TTS: Ivona SDK for iOS - impelentation in Project

2019-09-12 08:18发布

问题:

i am currently trying out ivona SDK for iOS, amazing voice and very very natural.
But the voice i am using (german female) have a voicefile with a filesize of 230 MB.
when i want to use 4 voices then my app is approximately 1GB big.

And also no use for offline. Is this voice just for the testphase? Or is it also for production?

I think its horrible to implement a few voices for a small TTS application so that the app size is very very huge...

can someone give me an answer to that?

回答1:

Perhaps the best solution would be to include no voices and allow the user to download which voice they would prefer to use. You could also unlock each voice as a separate in app purchase if you are attempting to monetize each voice.



回答2:

Voices for testing are indeed the same as for production. But at IVONA they have different sizes for each voice: You could opt to use IVONA voices for automotive/navigation systems. These voices are limited so they only are about ~70 MB in size, and they are at 16 kHz instead of 22 kHz. If you have a navigation app these are for you. Otherwise just give it a try, you may ask your contact at IVONA about this.
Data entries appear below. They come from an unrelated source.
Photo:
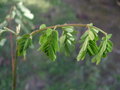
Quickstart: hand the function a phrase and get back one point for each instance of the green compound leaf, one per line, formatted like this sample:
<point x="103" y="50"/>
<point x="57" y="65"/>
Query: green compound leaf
<point x="49" y="43"/>
<point x="67" y="40"/>
<point x="83" y="51"/>
<point x="89" y="45"/>
<point x="104" y="48"/>
<point x="23" y="43"/>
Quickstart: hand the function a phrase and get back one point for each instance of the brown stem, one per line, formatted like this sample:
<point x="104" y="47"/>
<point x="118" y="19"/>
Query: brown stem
<point x="58" y="26"/>
<point x="14" y="76"/>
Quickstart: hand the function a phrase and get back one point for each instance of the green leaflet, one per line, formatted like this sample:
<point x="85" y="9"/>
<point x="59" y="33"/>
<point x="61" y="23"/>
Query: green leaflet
<point x="23" y="43"/>
<point x="83" y="50"/>
<point x="105" y="47"/>
<point x="49" y="43"/>
<point x="42" y="26"/>
<point x="2" y="41"/>
<point x="89" y="45"/>
<point x="88" y="40"/>
<point x="92" y="48"/>
<point x="67" y="40"/>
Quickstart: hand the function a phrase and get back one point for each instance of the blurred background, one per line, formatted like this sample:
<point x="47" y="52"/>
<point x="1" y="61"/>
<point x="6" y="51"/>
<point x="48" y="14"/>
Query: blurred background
<point x="37" y="72"/>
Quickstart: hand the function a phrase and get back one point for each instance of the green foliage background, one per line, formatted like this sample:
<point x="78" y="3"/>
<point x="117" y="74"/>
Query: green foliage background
<point x="63" y="74"/>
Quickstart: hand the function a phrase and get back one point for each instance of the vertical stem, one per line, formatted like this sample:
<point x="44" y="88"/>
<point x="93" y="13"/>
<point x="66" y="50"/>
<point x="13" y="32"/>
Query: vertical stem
<point x="14" y="75"/>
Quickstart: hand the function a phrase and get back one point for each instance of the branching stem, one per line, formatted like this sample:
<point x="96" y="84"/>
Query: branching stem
<point x="59" y="26"/>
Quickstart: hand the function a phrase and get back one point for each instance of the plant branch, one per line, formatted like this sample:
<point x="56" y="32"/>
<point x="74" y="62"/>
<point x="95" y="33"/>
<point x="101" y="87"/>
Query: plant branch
<point x="58" y="26"/>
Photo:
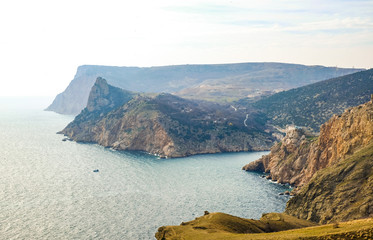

In my project we use 5 of these voices, each "vox" file is between 65-74 MB. But even these smaller voices grow the bundle pretty much (but not as much as your 230 MB) we decided to download them on demand (per IAP, hosted at Apple). Consider that users normally need only one language, so it'd be a waste of space to bundle more than one voice with the app.

Another option is to prepare a set of samples and bundle them instead of the IVONA voice. Of course this only works if you have a limited set of texts without dynamic parts. And maybe write a small sound queueing engine to splice sounds together, e.g. numbers.